Bioorganic & Medicinal Chemistry ( IF 3.3 ) Pub Date : 2009-08-12 , DOI: 10.1016/j.bmc.2009.08.013 Nicola Micale , Roberta Ettari , Tanja Schirmeister , Astrid Evers , Christoph Gelhaus , Matthias Leippe , Maria Zappalà , Silvana Grasso
A series of 1-aryl-6,7-disubstituted-2H-isoquinolin-3-ones (2–10) was synthesized and evaluated for their inhibition against Plasmodium falciparum cysteine protease falcipain-2, as well as against cultured P. falciparum strain FCBR parasites.

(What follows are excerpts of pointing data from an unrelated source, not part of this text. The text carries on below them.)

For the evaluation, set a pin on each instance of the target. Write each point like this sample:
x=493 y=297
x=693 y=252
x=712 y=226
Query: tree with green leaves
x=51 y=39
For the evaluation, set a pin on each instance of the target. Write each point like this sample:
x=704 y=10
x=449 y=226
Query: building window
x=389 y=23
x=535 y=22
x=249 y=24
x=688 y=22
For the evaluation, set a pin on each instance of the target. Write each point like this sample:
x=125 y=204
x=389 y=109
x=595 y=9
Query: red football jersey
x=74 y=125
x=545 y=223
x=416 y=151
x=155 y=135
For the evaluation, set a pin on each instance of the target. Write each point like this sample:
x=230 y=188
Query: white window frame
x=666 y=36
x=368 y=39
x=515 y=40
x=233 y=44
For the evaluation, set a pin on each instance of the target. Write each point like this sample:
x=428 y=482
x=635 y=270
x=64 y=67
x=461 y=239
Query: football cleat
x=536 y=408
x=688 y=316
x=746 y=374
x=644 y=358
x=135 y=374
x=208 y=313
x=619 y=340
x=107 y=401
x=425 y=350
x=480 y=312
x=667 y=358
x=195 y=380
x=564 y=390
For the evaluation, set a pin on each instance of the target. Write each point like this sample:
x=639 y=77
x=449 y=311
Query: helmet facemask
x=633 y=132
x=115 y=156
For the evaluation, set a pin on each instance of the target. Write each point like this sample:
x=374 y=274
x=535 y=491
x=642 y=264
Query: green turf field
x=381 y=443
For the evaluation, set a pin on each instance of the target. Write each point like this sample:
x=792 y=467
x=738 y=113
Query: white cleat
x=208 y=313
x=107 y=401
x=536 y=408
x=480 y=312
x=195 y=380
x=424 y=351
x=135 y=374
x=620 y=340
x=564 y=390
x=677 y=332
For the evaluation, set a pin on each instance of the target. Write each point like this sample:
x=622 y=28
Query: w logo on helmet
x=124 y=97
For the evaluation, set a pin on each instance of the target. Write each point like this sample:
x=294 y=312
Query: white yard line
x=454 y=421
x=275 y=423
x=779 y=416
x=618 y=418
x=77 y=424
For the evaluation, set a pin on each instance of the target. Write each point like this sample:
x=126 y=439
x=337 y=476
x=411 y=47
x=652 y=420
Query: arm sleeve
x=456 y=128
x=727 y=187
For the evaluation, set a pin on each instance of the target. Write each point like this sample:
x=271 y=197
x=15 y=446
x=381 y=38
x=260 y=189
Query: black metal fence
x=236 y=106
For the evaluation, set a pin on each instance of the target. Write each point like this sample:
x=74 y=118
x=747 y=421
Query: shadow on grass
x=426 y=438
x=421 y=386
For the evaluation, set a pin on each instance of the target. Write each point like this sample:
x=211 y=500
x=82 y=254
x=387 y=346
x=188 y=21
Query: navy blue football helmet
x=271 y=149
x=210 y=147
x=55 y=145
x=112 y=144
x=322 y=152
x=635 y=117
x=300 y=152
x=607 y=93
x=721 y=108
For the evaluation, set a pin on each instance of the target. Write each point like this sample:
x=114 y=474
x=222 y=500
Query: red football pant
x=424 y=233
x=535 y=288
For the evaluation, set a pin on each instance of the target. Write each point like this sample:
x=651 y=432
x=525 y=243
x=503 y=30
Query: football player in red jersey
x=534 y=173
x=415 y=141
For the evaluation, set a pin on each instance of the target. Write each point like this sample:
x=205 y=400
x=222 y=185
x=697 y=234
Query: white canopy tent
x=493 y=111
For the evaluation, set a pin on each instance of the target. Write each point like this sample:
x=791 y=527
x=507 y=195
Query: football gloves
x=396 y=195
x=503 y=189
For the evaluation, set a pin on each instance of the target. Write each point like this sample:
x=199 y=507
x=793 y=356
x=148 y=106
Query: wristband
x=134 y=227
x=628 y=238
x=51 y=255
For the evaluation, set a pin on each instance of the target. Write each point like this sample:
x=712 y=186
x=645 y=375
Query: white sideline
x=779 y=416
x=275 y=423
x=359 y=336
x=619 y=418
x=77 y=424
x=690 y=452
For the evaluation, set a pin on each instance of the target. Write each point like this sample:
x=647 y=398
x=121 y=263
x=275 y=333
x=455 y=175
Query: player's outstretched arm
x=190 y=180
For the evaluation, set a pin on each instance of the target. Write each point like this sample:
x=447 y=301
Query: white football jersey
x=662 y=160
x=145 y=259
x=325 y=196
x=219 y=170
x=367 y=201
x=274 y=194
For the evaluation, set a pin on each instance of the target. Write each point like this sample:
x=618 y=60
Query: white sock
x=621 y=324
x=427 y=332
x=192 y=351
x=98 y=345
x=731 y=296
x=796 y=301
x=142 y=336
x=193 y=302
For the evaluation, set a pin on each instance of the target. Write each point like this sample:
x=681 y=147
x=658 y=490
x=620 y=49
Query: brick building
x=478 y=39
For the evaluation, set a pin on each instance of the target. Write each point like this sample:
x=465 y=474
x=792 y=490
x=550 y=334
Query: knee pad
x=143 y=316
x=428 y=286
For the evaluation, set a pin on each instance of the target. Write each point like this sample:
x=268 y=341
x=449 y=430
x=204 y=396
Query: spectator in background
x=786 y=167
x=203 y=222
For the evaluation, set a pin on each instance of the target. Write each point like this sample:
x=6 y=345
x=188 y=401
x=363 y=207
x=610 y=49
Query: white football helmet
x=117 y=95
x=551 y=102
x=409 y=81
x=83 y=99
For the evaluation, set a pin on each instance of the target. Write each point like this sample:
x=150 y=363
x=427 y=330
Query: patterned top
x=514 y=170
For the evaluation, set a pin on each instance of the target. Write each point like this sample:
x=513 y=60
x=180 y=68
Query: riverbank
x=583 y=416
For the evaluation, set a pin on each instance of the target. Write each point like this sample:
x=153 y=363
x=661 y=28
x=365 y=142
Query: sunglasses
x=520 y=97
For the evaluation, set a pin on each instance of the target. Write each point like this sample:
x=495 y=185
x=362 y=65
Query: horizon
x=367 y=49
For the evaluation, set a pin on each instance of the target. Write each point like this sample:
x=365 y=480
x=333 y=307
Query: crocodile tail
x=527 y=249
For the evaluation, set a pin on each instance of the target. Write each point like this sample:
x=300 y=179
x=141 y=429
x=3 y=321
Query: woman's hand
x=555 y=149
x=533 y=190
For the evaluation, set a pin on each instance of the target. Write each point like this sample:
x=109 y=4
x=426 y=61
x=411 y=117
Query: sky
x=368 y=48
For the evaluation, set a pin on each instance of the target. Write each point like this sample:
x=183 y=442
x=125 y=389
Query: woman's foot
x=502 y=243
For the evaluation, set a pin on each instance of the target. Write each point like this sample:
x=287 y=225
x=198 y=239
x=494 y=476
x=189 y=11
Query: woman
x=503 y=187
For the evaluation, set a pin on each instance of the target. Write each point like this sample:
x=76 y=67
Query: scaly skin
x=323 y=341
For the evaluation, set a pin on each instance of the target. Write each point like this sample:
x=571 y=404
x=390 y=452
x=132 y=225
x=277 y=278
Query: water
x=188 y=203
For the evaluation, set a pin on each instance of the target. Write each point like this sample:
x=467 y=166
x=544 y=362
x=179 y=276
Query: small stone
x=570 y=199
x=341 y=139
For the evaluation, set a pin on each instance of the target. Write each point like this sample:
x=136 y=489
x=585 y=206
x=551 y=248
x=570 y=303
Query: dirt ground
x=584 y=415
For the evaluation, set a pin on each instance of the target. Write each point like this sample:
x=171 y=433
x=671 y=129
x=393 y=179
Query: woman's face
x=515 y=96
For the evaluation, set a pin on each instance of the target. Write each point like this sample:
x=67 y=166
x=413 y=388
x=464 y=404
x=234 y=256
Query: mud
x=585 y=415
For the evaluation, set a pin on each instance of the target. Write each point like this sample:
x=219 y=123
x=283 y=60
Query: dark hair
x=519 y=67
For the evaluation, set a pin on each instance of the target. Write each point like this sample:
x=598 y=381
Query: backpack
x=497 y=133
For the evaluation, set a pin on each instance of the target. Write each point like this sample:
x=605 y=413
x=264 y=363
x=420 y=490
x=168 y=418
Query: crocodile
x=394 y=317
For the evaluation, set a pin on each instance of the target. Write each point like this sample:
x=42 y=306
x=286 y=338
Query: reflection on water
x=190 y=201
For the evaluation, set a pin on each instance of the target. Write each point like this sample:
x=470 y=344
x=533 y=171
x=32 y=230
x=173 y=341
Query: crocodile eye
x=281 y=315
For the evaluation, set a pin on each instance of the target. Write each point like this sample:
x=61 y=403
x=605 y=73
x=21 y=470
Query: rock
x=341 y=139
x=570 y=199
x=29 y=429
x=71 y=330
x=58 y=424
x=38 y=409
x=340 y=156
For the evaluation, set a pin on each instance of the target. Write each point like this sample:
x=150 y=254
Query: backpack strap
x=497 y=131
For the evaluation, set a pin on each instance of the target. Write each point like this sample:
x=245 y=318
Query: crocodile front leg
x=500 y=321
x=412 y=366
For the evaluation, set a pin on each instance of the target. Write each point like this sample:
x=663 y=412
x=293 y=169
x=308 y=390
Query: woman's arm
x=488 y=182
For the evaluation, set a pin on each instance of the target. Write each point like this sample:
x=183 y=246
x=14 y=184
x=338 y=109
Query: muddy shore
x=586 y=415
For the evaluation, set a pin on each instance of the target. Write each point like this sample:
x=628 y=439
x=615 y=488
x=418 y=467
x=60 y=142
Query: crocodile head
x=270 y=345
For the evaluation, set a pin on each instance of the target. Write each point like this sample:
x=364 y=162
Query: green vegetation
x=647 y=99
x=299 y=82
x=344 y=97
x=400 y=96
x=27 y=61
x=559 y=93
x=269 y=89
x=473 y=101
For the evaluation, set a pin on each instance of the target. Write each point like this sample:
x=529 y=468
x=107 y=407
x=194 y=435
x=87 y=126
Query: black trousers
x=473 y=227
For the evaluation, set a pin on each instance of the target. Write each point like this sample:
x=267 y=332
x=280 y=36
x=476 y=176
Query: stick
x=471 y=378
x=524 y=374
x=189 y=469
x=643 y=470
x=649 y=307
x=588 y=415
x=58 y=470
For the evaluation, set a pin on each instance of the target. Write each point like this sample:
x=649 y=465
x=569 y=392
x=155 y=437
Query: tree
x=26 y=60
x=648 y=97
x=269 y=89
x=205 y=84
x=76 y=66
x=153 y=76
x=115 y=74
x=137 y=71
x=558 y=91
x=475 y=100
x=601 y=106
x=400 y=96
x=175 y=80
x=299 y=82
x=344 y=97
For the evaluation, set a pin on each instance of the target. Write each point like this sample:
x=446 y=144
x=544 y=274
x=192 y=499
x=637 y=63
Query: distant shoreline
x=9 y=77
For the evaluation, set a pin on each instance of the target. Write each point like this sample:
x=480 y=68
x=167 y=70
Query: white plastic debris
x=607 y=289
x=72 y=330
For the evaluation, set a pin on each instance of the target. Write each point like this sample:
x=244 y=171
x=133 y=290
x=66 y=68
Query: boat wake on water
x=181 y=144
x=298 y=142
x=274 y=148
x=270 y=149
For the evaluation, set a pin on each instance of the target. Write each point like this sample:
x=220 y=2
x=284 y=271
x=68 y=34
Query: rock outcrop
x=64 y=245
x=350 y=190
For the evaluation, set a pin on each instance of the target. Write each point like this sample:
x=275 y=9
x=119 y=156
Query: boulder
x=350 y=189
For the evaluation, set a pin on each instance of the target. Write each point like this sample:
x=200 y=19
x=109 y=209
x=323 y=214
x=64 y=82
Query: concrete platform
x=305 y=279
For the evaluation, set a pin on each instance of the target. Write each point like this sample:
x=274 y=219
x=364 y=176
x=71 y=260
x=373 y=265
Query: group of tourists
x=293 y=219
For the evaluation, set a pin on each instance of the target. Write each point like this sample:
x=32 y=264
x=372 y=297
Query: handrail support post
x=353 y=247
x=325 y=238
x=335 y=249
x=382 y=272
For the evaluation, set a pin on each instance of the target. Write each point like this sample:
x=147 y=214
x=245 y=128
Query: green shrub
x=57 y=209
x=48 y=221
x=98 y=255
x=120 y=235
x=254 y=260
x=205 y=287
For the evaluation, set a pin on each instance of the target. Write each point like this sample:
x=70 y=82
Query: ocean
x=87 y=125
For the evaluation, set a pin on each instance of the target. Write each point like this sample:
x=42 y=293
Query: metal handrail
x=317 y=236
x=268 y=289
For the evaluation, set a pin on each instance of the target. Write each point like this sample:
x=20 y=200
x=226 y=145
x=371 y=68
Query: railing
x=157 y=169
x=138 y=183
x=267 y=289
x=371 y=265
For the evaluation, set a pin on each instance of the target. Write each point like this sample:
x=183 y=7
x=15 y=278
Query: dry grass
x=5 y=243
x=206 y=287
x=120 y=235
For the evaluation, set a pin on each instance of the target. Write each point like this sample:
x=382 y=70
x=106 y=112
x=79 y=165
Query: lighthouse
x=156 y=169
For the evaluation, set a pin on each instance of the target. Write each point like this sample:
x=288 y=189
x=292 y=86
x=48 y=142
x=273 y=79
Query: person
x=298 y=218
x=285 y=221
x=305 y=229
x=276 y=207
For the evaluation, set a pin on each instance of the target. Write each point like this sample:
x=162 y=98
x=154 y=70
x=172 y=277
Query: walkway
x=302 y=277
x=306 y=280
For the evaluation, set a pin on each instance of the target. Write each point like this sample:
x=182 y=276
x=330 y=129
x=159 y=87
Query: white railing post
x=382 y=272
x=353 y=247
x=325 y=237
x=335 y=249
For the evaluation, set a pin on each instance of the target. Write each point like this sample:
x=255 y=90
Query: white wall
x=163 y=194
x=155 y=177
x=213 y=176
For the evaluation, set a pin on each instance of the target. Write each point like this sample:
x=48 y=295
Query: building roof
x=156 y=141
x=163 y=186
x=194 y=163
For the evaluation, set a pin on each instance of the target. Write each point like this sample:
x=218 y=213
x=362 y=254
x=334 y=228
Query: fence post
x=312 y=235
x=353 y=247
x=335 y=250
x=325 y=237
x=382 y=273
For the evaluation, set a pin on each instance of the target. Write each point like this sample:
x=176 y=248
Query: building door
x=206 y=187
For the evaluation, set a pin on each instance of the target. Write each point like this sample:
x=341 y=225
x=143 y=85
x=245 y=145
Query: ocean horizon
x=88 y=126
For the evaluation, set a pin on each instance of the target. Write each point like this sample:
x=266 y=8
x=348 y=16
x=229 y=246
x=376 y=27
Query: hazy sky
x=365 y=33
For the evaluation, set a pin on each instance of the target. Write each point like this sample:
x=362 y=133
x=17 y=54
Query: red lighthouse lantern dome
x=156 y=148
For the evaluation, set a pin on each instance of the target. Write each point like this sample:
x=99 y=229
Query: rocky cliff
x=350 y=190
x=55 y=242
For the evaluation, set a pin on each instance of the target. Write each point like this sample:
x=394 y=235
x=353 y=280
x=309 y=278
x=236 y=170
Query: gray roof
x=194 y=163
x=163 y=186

All compounds displayed inhibitory activity against recombinant falcipain-2 and against in vitro cultured intraerythrocytic P. falciparum, with the exception of 9. The new compounds exhibited no selectivity against human cysteine proteases such as cathepsins B and L. The inhibitory activity of the synthesized compounds was also evaluated against another protozoal cysteine protease, namely rhodesain of Trypanosoma brucei rhodesiense.
中文翻译:
新型2 H-异喹啉-3-酮类药物作为抗疟原虫falcipain-2抑制剂
合成了一系列的1-芳基-6,7-二取代-2 H-异喹啉-3-酮(2-10)并评估了其对恶性疟原虫半胱氨酸蛋白酶falcipain-2以及培养的恶性疟原虫的抑制作用。菌株FCBR寄生虫。除9以外,所有化合物均显示出对重组falcipain-2和体外培养的红细胞内恶性疟原虫的抑制活性。新化合物对人半胱氨酸蛋白酶(例如组织蛋白酶B和L)没有选择性。还评估了合成化合物对另一种原生动物半胱氨酸蛋白酶(即布鲁氏锥虫的罗氏菌素)的抑制活性。。